The FACh sub-officer (Ret.) says he does not know the identities of the Army officials who were on the ground with the bodies. However, procedural statements from other officers (Ret.) acknowledging the operation and a police report complicate Trincado's situation, precisely as the Army is about to announce the new high command.
In two judicial statements, General Trincado denied his participation in and knowledge of this event, although he admitted that at the Calama Regiment, "I was there from August 1974 until December 1977, as commander of the section and later of the Infantry company." The Army has denied any involvement of this general in the crime.

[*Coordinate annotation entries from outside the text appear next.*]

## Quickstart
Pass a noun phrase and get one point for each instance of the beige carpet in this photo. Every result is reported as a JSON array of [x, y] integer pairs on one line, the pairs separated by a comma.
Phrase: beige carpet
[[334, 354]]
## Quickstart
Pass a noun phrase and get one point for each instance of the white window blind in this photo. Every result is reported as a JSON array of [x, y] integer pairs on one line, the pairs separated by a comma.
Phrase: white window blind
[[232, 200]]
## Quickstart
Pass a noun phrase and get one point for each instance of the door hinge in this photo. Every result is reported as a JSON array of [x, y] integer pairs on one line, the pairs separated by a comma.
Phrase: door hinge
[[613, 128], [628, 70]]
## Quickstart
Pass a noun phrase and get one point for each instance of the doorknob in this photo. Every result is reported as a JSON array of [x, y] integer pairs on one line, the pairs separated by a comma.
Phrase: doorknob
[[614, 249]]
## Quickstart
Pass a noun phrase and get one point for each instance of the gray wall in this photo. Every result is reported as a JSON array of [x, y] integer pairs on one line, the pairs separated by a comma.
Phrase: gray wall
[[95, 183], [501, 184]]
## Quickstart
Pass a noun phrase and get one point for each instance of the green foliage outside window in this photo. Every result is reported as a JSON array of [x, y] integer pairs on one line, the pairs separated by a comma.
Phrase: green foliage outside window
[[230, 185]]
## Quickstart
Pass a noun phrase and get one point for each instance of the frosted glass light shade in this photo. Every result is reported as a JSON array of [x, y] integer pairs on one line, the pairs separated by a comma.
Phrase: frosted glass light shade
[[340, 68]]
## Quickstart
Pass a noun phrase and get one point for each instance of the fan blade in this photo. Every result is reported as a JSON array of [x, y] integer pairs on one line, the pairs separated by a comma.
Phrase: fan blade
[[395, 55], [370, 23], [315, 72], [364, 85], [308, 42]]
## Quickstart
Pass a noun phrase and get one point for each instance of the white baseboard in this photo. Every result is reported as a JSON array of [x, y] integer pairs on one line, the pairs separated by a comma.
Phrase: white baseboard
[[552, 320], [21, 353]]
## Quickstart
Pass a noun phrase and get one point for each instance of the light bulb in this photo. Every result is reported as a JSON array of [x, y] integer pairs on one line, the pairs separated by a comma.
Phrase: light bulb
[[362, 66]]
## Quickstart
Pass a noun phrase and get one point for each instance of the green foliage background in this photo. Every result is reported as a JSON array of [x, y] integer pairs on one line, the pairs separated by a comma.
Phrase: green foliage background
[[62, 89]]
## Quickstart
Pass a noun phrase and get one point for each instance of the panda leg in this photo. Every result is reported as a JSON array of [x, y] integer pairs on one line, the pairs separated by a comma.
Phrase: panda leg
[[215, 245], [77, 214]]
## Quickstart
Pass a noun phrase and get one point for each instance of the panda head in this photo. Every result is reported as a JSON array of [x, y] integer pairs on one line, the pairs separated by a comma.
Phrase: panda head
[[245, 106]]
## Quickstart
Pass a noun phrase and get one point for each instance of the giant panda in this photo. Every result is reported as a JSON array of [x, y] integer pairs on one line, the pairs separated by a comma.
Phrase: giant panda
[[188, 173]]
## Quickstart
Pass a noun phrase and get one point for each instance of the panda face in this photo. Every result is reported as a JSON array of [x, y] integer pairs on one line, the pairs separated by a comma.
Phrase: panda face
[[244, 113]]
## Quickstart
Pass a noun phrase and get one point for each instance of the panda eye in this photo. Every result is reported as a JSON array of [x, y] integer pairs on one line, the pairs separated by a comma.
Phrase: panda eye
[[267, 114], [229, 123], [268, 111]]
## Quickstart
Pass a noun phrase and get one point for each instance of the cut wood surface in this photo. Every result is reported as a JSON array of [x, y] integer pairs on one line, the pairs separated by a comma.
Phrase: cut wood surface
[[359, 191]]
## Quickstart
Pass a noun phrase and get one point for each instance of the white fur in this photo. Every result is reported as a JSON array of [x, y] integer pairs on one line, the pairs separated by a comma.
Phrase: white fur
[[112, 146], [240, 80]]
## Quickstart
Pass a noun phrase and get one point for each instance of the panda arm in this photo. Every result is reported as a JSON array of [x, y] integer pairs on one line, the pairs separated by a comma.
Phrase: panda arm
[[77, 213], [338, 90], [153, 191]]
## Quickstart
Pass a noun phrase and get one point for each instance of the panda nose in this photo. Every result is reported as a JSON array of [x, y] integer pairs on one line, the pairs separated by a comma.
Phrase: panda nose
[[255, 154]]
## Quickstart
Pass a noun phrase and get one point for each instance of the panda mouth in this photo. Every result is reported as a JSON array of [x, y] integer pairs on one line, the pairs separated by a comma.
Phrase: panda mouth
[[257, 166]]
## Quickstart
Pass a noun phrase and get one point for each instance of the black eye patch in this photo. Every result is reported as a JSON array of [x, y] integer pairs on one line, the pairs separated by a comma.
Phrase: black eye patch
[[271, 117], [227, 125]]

For its part, the FACh had also denied the participation of its personnel and flight equipment in this operation until now. "I am not going to talk anymore because I am very unwell and I don't want any more war," S.O.L.M. told La Nación, but in his statement during the proceedings, he narrated that "we came from Cerro Moreno (FACh air base in Antofagasta) and landed in Calama with a C-47.
Uniformed Army officials loaded some long bundles similar to corpses wrapped in white fabric (...) We took off, and after about two hours, the pilot ordered me to throw all the bundles into the sea (...) I don't know where it was," he stated in his judicial testimony.
When asked who the two Army officials on the ground were, he said, "I don't want to talk anymore." Meanwhile, interviewed by La Nación, sub-officer Manuel Aguirre maintained his statements in the proceedings and said, "I stand by the truth," expressing that he had no problem being confronted with General Trincado. "He and I loaded the bodies onto the plane.
He was there then, as a lieutenant, acting as the head of the Intelligence Section of the Calama Regiment."
Police report implicates General Trincado
A July 2005 report by the Investigative Police concluded that "although he denies his participation in this event, General Miguel Trincado Araneda cannot be unaware of it." The document maintains the same regarding Colonel (Ret.) Julio Salazar Lantery, who was the head of Intelligence for the First Army Division in Antofagasta, and Colonel (Ret.) Luis Aracena Romo, at that time acting commander of the Calama regiment, whose titular head was Colonel Eduardo Ibáñez Tillería.
In a 2005 procedural statement, Aracena specified that the event occurred "in the second half of 1975." For his part, Salazar Lantery denied participation in the exhumation but admitted in the investigation that "in 1975 there was an agreement to exhume the bodies (...) They were loaded onto a FACh plane (...) requested by the commander of the First Division, General Carol Urzúa (deceased) to the Air Brigade, which was carried out through the major surnamed Pérez-Canto, of the Regional Intelligence Center, CIRE." Both S.O.L.M. and Aguirre agree that the bodies were wrapped in "white sacks." According to information from the proceedings, two other members of the Antofagasta delegation that traveled to Calama to supervise the exhumation are Colonel (Ret.) Domingo Flores Figueroa and DINA agent Luis Besamat Morales. Lieutenant Colonel (Ret.) Carlos Minoletti, who was the head of the Engineers company of the Calama regiment, also participated in the exhumation.